Anschließend bin ich zum nahe gelegenen Stinson Beach gefahren. Von dem Strand wurde allerseits geschwärmt, ich fand aber nur einen nebligen, fast verlassenen Strand vor. Das Aufregendste waren da noch Möwen, die sich um einen Hummer gestritten haben. Da es ohnehin zu kalt zum Sonnen war, bin ich weitergefahren und dank des Navi auf den Mount Tamalpais State Park aufmerksam geworden, der im Prinzip genau zwischen Stinson Beach und Muir Woods liegt. Eigentlich wollte ich nur irgendein ruhiges Fleckchen zum Sonnen finden, bin dann aber einem Trail gefolgt, der mich weit oben zu einer atemberaubenden Aussicht über die Bay geführt hat. Von dort konnte ich bis nach San Francisco auf der anderen Seite der Bay gucken, davor die Hügel mit den Nebelschwaden dazwischen. Ein unglaublich toller Anblick! Und dort oben war ich wirklich völlig alleine. Wunderbar! Zurück bei der Ranger Station hab ich gelesen, dass es im Park Berglöwen gibt und man möglichst nicht alleine unterwegs sein soll. Oooops! ;-) Ich hab aber nur Vögel und eins der allgegenwärtigen Eichhörnchen gesehen. Glück gehabt!

Gestern bin ich dann in südliche Richtung gefahren. Da reiht sich an der Küste ein Strand nach dem anderen auf und ich machte am Pacifica State Beach Halt. Man merkt deutlich, dass keine Hauptsaison mehr ist. Es war wirklich angenehm warm, aber außer ein paar Surfern war niemand am Strand. Ich hatte auf dem Weg "The boys of summer" von Don Henley im Radio gehört. Der Song passt einfach perfekt zur Stimmung hier:

Nobody on the road, nobody on the beach.
I feel it in the air, the summer's out of reach.
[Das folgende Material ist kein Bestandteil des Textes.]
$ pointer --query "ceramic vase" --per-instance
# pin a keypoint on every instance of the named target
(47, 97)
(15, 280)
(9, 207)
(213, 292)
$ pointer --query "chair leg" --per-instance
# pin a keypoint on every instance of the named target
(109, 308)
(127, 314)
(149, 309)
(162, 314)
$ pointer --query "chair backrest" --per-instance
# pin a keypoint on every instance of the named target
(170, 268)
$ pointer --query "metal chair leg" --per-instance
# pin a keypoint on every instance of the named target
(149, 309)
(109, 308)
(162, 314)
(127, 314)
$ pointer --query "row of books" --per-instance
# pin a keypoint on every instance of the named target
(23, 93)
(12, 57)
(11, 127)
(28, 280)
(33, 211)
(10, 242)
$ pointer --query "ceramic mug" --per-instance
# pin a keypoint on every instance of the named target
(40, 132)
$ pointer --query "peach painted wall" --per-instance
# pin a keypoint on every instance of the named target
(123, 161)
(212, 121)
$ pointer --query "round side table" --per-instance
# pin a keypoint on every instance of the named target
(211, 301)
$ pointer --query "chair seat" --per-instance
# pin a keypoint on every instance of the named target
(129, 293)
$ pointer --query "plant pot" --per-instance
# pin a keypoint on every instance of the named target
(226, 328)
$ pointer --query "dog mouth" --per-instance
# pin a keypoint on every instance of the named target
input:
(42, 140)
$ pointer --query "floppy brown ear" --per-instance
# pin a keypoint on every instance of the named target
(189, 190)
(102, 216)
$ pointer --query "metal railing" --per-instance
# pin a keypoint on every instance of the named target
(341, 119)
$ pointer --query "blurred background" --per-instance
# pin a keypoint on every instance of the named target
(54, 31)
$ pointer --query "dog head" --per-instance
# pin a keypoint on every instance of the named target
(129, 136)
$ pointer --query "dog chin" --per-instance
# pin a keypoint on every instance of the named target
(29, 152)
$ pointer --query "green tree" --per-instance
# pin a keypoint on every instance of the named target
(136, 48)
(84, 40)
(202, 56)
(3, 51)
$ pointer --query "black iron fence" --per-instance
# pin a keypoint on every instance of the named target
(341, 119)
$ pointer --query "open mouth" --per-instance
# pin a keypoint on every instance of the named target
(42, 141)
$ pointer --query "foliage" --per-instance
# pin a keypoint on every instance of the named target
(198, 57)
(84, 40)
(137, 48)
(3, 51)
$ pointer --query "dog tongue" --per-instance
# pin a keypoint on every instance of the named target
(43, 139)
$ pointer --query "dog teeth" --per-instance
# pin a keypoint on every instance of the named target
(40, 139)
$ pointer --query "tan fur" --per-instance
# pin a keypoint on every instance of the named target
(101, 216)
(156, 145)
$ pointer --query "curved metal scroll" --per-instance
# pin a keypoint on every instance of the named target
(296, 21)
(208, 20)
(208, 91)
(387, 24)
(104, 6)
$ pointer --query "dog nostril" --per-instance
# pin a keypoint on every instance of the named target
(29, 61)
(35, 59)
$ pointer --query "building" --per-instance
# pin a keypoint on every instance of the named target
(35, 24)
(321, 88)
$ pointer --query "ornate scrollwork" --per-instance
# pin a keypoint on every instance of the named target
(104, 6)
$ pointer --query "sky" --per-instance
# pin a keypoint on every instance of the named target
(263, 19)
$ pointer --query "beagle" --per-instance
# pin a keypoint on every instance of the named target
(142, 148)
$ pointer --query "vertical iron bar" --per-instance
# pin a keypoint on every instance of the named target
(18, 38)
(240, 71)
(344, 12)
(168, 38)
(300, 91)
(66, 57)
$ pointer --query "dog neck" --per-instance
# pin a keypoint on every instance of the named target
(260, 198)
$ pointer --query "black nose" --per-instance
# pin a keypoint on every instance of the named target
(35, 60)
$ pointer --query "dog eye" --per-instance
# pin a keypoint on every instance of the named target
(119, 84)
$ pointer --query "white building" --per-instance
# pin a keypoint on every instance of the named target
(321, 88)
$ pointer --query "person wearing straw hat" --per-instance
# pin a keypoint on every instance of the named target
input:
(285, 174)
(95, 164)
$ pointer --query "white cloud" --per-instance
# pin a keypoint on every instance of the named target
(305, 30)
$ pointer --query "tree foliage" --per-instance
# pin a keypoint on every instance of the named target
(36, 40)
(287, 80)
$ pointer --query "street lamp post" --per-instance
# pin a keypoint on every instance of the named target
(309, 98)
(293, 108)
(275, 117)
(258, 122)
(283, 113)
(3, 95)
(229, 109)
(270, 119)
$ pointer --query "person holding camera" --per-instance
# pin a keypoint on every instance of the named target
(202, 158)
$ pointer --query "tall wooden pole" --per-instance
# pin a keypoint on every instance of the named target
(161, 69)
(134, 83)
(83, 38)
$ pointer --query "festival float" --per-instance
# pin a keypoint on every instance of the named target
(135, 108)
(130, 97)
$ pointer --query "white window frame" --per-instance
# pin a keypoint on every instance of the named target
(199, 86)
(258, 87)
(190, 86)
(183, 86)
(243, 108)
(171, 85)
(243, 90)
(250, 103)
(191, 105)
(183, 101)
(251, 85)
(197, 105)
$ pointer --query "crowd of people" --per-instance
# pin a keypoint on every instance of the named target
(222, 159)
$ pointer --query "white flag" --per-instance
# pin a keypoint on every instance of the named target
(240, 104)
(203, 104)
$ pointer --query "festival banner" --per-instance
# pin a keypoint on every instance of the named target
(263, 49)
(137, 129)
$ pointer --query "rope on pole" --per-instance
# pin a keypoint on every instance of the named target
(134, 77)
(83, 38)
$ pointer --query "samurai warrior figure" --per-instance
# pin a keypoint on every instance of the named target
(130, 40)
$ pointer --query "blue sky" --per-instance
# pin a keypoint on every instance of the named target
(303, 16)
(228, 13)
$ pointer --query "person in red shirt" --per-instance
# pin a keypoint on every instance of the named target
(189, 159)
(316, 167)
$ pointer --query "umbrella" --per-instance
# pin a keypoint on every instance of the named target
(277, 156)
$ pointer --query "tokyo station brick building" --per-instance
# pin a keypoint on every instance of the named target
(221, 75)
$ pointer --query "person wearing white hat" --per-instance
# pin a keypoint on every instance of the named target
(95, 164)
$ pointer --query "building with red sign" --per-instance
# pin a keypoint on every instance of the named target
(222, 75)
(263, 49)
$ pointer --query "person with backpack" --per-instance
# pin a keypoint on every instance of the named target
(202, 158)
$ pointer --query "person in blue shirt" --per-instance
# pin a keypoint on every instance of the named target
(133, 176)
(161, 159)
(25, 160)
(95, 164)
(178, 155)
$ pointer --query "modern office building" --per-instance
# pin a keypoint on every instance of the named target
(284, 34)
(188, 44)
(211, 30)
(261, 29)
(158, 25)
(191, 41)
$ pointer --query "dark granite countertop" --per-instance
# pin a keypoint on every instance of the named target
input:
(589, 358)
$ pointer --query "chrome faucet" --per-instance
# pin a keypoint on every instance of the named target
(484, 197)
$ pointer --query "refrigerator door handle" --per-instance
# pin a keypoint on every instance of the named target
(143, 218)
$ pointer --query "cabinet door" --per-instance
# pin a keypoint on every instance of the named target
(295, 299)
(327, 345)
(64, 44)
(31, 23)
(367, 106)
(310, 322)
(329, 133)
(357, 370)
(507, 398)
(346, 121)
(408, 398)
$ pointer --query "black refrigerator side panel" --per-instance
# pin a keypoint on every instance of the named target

Bin dann nach ein paar Stunden weiter gefahren, aber ab Montara war alles in Nebel gehüllt und so beschloss ich, landeinwärts zu fahren und vor der Rückkehr nach El Cerrito einen Abstecher zum Lake Chabot zu machen. Das war aber leider ziemlich enttäuschend. Die Landschaft erinnerte mich ein wenig an unsere Talsperre, nur ist es bei uns grüner. Und es ist mehr Wasser da. Das ist etwas, was mich irgendwie total deprimiert. Diese furchtbare Trockenheit hier! Alle Wiesen sind verdorrt, staubig, braun. Viele Flussbetten (sogar in den Muir Woods) sind fast völlig ausgetrocknet. Das wäre auf Dauer nix für mich. Ich brauche es grün, lebendig eben! Im Frühjahr sieht es hier sicher auch anders aus, aber jetzt ist einfach alles nur vertrocknet. Das Café hatte auch geschlossen und um 7 ging leider auch schon die Sonne hinter den Hügeln unter, weshalb ich mich recht schnell wieder auf den Heimweg gemacht habe.